Um trabalho da alma, do olhar, do ouvido, das mãos – que exige tempo e ofício. Um trabalho sempre em busca da impossível perfeição (ou até: da impossível perfeição possível…), um trabalho que, se modifica ou muda o poema, quer dizer: o seu corpo de palavras, deixa intocada, misteriosamente mais visível, fremente, cintilante, a posesia que o habita e sustenta.

A sensação que tenho, a imagem que amiúde me ocorre, é a de as palavras terem de passar por muitas águas. Como o cascalho de que se vai retirando o oiro (ou no qual se poderão descobrir “indícios de oiro”…). Até ficarem apenas as que são – ou desejaríamos que fossem… – as únicas, essenciais, insubstituíveis palavras do poema. Palavras únicas, iniciais, por mais quotidianas e comuns que sejam – ou sobretudo quando o são.

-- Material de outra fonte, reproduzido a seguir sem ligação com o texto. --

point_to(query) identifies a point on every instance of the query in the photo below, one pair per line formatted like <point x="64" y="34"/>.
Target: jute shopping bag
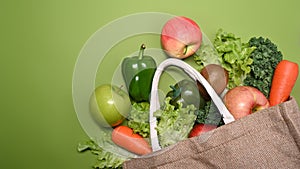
<point x="269" y="138"/>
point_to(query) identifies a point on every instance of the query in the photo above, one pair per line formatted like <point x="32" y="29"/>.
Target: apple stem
<point x="120" y="88"/>
<point x="141" y="52"/>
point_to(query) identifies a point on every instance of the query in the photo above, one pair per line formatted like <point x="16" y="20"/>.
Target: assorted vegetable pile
<point x="248" y="76"/>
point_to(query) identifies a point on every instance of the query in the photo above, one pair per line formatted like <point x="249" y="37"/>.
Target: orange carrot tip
<point x="284" y="79"/>
<point x="124" y="137"/>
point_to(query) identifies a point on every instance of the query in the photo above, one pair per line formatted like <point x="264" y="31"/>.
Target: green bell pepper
<point x="138" y="72"/>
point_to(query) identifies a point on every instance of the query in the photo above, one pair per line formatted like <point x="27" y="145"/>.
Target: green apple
<point x="109" y="105"/>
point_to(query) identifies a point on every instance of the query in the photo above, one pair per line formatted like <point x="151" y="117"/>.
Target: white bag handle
<point x="193" y="73"/>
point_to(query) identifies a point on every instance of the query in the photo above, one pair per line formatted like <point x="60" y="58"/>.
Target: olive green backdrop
<point x="41" y="40"/>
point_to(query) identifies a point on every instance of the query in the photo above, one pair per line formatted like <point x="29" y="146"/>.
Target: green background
<point x="41" y="40"/>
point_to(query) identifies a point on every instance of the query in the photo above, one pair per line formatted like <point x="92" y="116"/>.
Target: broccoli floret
<point x="265" y="59"/>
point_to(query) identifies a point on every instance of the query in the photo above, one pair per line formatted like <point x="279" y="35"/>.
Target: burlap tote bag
<point x="269" y="138"/>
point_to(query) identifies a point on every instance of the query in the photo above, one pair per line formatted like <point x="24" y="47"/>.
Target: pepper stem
<point x="141" y="52"/>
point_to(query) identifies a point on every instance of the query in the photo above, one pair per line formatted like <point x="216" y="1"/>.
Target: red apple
<point x="244" y="100"/>
<point x="181" y="37"/>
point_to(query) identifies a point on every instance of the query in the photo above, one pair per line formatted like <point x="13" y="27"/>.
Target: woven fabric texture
<point x="266" y="139"/>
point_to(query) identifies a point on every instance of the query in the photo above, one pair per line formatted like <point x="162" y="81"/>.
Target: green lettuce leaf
<point x="174" y="125"/>
<point x="206" y="55"/>
<point x="107" y="153"/>
<point x="234" y="56"/>
<point x="138" y="119"/>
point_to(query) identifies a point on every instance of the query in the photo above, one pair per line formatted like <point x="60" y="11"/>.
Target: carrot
<point x="284" y="79"/>
<point x="124" y="137"/>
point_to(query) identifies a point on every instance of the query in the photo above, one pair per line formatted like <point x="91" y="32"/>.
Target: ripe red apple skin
<point x="181" y="37"/>
<point x="244" y="100"/>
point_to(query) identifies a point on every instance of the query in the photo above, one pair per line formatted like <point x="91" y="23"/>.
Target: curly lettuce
<point x="234" y="56"/>
<point x="174" y="125"/>
<point x="138" y="118"/>
<point x="107" y="154"/>
<point x="205" y="56"/>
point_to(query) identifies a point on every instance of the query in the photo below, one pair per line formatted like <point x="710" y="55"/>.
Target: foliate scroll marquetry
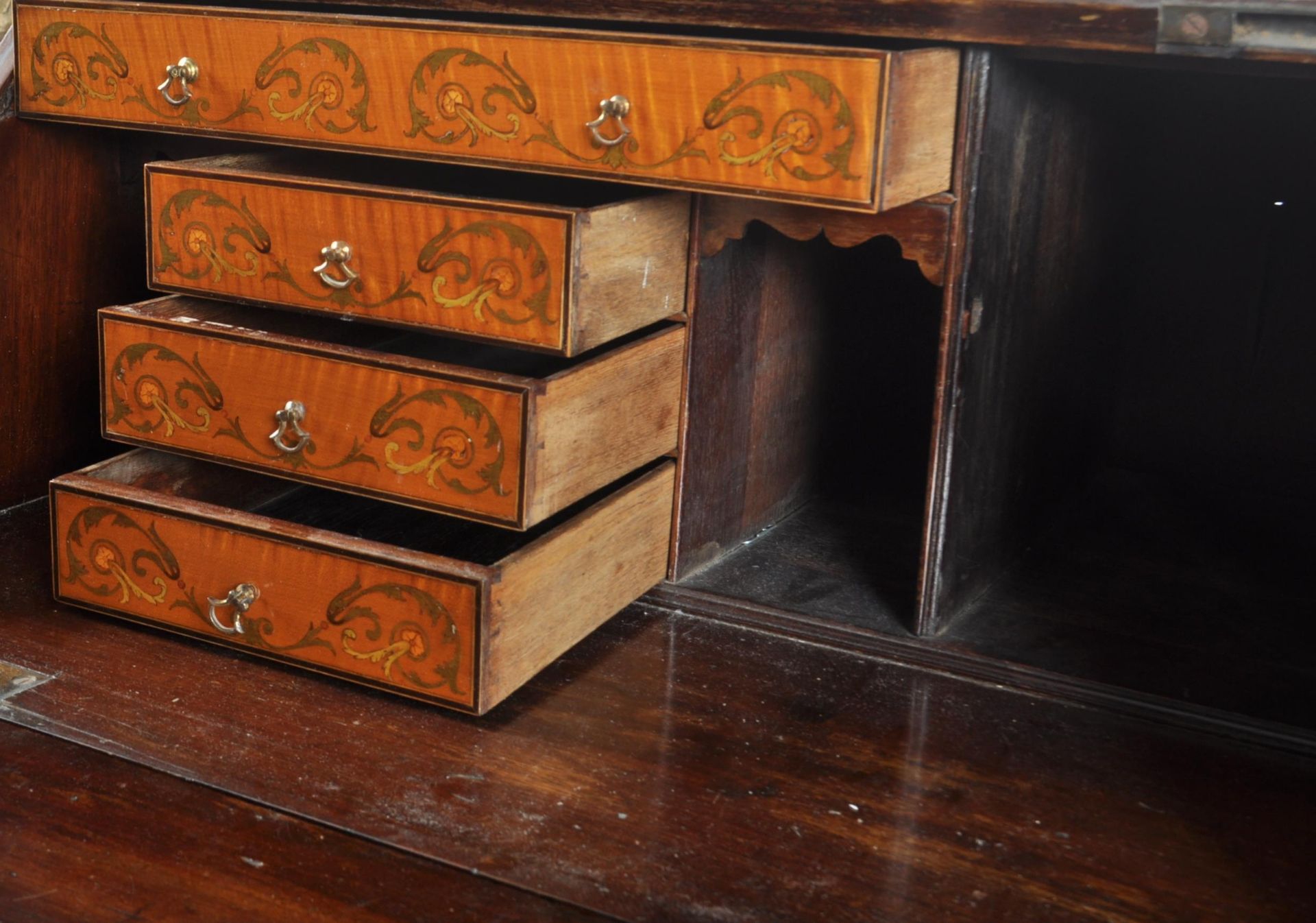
<point x="446" y="111"/>
<point x="403" y="630"/>
<point x="391" y="631"/>
<point x="470" y="274"/>
<point x="444" y="437"/>
<point x="802" y="124"/>
<point x="319" y="82"/>
<point x="790" y="121"/>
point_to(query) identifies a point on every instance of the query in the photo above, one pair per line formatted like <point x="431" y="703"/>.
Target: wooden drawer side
<point x="606" y="419"/>
<point x="412" y="634"/>
<point x="559" y="589"/>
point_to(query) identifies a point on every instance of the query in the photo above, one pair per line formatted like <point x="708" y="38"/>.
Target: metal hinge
<point x="1224" y="29"/>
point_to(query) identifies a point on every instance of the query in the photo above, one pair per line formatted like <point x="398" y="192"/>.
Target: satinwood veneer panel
<point x="563" y="277"/>
<point x="852" y="128"/>
<point x="280" y="394"/>
<point x="456" y="615"/>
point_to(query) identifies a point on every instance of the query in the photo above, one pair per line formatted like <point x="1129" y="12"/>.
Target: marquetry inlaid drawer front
<point x="861" y="130"/>
<point x="132" y="539"/>
<point x="212" y="379"/>
<point x="559" y="278"/>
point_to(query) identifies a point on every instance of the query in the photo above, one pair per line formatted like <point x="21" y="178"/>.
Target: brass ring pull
<point x="184" y="71"/>
<point x="290" y="418"/>
<point x="613" y="107"/>
<point x="240" y="598"/>
<point x="336" y="254"/>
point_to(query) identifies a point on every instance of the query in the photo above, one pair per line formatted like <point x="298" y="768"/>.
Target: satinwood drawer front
<point x="557" y="278"/>
<point x="510" y="442"/>
<point x="861" y="130"/>
<point x="295" y="573"/>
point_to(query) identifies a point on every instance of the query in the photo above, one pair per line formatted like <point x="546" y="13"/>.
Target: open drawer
<point x="865" y="130"/>
<point x="555" y="265"/>
<point x="498" y="435"/>
<point x="439" y="609"/>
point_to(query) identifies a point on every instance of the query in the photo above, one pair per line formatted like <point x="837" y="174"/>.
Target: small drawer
<point x="444" y="610"/>
<point x="507" y="437"/>
<point x="862" y="130"/>
<point x="562" y="276"/>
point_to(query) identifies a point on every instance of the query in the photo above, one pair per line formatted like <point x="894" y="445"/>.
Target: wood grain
<point x="190" y="389"/>
<point x="603" y="419"/>
<point x="511" y="449"/>
<point x="1123" y="25"/>
<point x="69" y="244"/>
<point x="789" y="123"/>
<point x="559" y="589"/>
<point x="97" y="839"/>
<point x="631" y="265"/>
<point x="161" y="540"/>
<point x="615" y="774"/>
<point x="157" y="559"/>
<point x="919" y="120"/>
<point x="252" y="230"/>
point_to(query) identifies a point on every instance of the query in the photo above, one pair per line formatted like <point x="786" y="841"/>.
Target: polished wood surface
<point x="101" y="864"/>
<point x="1125" y="25"/>
<point x="795" y="124"/>
<point x="167" y="542"/>
<point x="673" y="768"/>
<point x="555" y="277"/>
<point x="64" y="202"/>
<point x="210" y="379"/>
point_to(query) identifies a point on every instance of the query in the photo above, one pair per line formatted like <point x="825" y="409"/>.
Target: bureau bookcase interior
<point x="984" y="359"/>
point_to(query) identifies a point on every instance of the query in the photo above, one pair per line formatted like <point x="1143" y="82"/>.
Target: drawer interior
<point x="223" y="316"/>
<point x="437" y="178"/>
<point x="175" y="477"/>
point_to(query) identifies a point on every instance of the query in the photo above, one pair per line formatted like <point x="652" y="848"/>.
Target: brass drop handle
<point x="336" y="254"/>
<point x="240" y="598"/>
<point x="186" y="73"/>
<point x="613" y="107"/>
<point x="290" y="418"/>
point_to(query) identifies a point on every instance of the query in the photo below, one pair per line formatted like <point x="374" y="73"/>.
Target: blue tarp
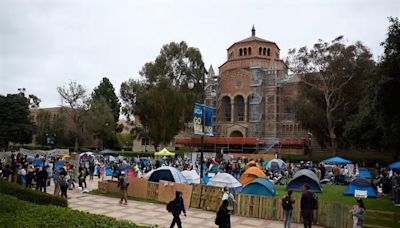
<point x="395" y="165"/>
<point x="260" y="187"/>
<point x="360" y="184"/>
<point x="338" y="160"/>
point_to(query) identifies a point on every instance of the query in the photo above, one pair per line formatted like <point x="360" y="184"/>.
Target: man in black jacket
<point x="177" y="208"/>
<point x="307" y="206"/>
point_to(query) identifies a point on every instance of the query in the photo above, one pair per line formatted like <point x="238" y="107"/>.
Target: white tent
<point x="191" y="176"/>
<point x="224" y="180"/>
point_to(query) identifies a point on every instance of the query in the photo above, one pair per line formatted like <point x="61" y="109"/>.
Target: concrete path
<point x="151" y="214"/>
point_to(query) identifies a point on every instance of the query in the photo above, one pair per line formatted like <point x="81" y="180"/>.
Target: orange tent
<point x="250" y="174"/>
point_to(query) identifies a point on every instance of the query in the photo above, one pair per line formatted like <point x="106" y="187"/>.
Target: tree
<point x="15" y="123"/>
<point x="161" y="100"/>
<point x="75" y="97"/>
<point x="330" y="74"/>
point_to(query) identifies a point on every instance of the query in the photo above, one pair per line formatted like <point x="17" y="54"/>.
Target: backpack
<point x="286" y="203"/>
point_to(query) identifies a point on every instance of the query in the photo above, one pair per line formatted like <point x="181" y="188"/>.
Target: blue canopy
<point x="338" y="160"/>
<point x="395" y="165"/>
<point x="260" y="187"/>
<point x="360" y="184"/>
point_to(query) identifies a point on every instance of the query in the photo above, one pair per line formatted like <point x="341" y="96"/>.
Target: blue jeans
<point x="288" y="218"/>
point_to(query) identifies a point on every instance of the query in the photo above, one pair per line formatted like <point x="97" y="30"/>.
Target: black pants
<point x="64" y="191"/>
<point x="176" y="220"/>
<point x="307" y="218"/>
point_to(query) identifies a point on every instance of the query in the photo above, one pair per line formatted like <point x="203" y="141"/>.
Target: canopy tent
<point x="167" y="173"/>
<point x="276" y="165"/>
<point x="337" y="160"/>
<point x="364" y="173"/>
<point x="225" y="180"/>
<point x="191" y="176"/>
<point x="260" y="187"/>
<point x="250" y="174"/>
<point x="361" y="184"/>
<point x="164" y="152"/>
<point x="395" y="165"/>
<point x="302" y="177"/>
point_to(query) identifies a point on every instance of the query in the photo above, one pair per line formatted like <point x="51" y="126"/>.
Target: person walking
<point x="358" y="214"/>
<point x="287" y="205"/>
<point x="223" y="219"/>
<point x="307" y="206"/>
<point x="177" y="206"/>
<point x="123" y="185"/>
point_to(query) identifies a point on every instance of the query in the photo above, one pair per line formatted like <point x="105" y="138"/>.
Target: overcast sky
<point x="47" y="43"/>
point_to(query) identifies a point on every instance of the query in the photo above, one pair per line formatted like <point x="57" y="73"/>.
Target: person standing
<point x="287" y="205"/>
<point x="223" y="219"/>
<point x="177" y="207"/>
<point x="358" y="214"/>
<point x="307" y="205"/>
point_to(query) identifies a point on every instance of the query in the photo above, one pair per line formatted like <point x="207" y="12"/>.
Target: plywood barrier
<point x="167" y="192"/>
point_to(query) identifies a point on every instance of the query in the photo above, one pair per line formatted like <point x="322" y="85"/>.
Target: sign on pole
<point x="198" y="120"/>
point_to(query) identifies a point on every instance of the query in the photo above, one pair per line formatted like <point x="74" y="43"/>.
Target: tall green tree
<point x="161" y="99"/>
<point x="331" y="74"/>
<point x="15" y="123"/>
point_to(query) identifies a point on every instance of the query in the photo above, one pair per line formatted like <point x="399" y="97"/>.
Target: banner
<point x="198" y="120"/>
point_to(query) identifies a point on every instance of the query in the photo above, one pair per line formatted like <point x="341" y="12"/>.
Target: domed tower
<point x="248" y="103"/>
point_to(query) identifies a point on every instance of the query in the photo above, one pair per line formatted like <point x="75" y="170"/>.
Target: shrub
<point x="30" y="195"/>
<point x="17" y="213"/>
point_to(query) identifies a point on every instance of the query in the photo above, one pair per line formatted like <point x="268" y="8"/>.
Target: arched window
<point x="226" y="101"/>
<point x="239" y="101"/>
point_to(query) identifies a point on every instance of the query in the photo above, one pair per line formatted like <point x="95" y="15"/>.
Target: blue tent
<point x="302" y="177"/>
<point x="365" y="173"/>
<point x="337" y="160"/>
<point x="360" y="184"/>
<point x="260" y="187"/>
<point x="395" y="165"/>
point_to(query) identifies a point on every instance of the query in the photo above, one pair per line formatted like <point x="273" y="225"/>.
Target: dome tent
<point x="260" y="187"/>
<point x="362" y="184"/>
<point x="250" y="174"/>
<point x="167" y="173"/>
<point x="302" y="177"/>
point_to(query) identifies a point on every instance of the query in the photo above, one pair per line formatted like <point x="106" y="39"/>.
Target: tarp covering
<point x="260" y="187"/>
<point x="250" y="174"/>
<point x="167" y="173"/>
<point x="360" y="184"/>
<point x="164" y="152"/>
<point x="302" y="177"/>
<point x="225" y="180"/>
<point x="337" y="160"/>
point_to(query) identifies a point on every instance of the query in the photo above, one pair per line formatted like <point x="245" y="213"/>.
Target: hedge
<point x="18" y="213"/>
<point x="30" y="195"/>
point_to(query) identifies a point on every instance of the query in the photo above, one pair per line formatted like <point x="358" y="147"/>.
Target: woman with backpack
<point x="287" y="205"/>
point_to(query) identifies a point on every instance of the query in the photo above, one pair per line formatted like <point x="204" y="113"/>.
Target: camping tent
<point x="276" y="165"/>
<point x="167" y="173"/>
<point x="360" y="184"/>
<point x="250" y="174"/>
<point x="337" y="160"/>
<point x="164" y="152"/>
<point x="191" y="176"/>
<point x="395" y="165"/>
<point x="260" y="187"/>
<point x="304" y="176"/>
<point x="225" y="180"/>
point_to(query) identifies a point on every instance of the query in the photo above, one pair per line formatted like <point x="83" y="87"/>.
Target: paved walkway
<point x="151" y="214"/>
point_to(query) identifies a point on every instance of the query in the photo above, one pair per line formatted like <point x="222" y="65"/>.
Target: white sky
<point x="47" y="43"/>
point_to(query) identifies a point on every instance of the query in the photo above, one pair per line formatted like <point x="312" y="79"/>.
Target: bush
<point x="30" y="195"/>
<point x="17" y="213"/>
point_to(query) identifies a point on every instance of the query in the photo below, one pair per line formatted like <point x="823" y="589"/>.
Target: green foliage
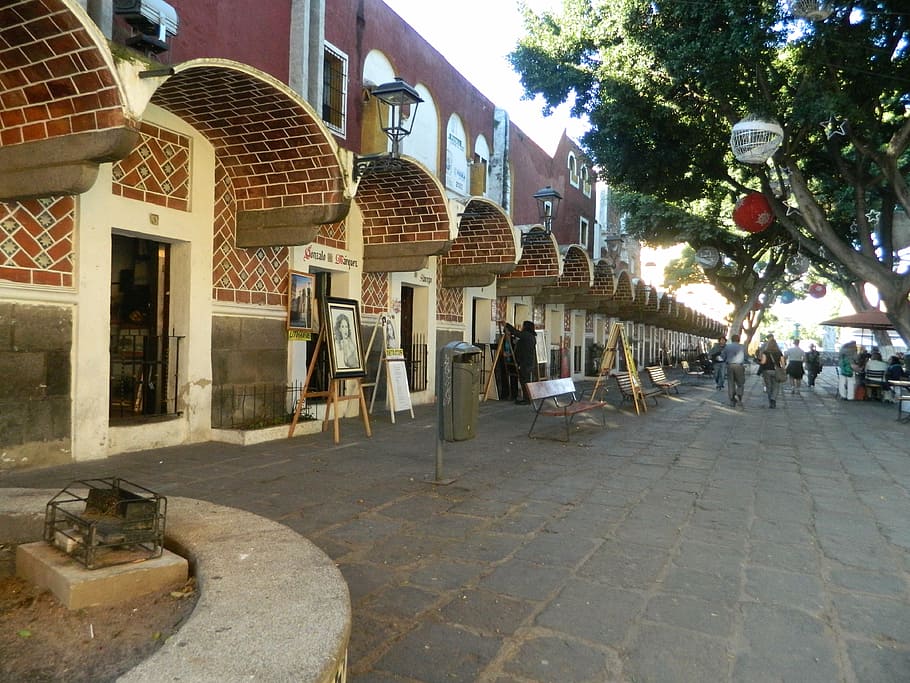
<point x="663" y="83"/>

Mas isto levar-me-ia longe. Seja como for, o que verdadeiramente conta são os versos. O que sobre eles e sobre a poesia se escreve, mesmo o que cada poeta, em certo momento, em certa página, até em certo poema, escreve, aparentando ser uma teoria, uma fórmula, mesmo um “comando”, ele próprio em outro momento, em outra página, o contradiz ou desmente nos seus versos. São inúmeros exemplos. Basta ver, em língua portuguesa, os nossos dois maiores poetas contemporâneos: Fernando Pessoa e Carlos Drummond de Andrade. E, em particular, quanto ao autor de Sentimento do Mundo, ver como o que escreve na primeira parte do seu belo “procira da Poesia” é negado em tantos outros também belos poemas seus…

Retorno à natural dificuldade em escolher poemas para organizar em livro(s), sobretudo com um campo de selecção caótico e que se estende por mais de 40 anos. Neste volume tentei reunir, como o leitor teve oportunidade de ver, poemas quase sempre curtos ou mesmo muito curtos, com alguma unidade, ou coerência, formal e temática, tanto quanto é possível em poesia falar-se de “temática”. Poemas em geral ligados a certos instantes que, por qualquer razão, me emociona(ra)m, marca(ra)m, toca(ra)m, assim desencadeando o relâmpago, o pequeno relâmpago, que está na origem dos meus versos. Digamos que este livro poderia ter uma epígrafe de Cecília Meireles: “Eu canto porque o instante existe/ e a minha vida está completa./ Não sou alegre nem sou triste: / sou poeta.” Ou de Eugénio de Andrade: ” Estou de passagem./ Amo o efémero.”

Por modo de ser, talvez pelo olhar de jornalista (e não terá sido, também, esse modo de ser que me levou para o jornalismo?), frequentemente sinto eterno o efémero; ou até que só o efémero é eterno. E o que há de mais efémero, mais mutável, e ao mesmo tempo mais essencial, mais eterno, do que a luz? A luz irreptível de certas horas, em certos sítios; a luz irreptível de um poente ou de um quadro de amanet. a luz que revela a beleza das coisas, e não só a beleza, o segredo e a singularidade, a luz que revela e nos faz descobrir aquilo que, tantas vezes, está à nossa frente e verdadeiramente não vemos. Também graças a ela posso dizer, como Álvaro de Campos, que “A espantosa realidade das coisas / É a minha descoberta de todos os dias”.

Eis-me, pois, tendo consciência da amplitude do voo, um confesso e apaixonado, embora involuntário, “caçador de pirilampos”. Caçador, caçado, que agredece ao amigo e editor José da Cruz Santos o que uma vez mais fez pelos seus versos, inclusive na selecção e ordenação dos poemas; e que manifesta a sua satisfação por neste volume ter a companhia de Júlia Landolt, cujas pinturas tanto o enriquecem e valorizam, como em obras anteriores acontenceu com trabalhos de outros artistas, em particular Cipriano Dourado, José Rodrigues, Júlio Resende e Graça Morais.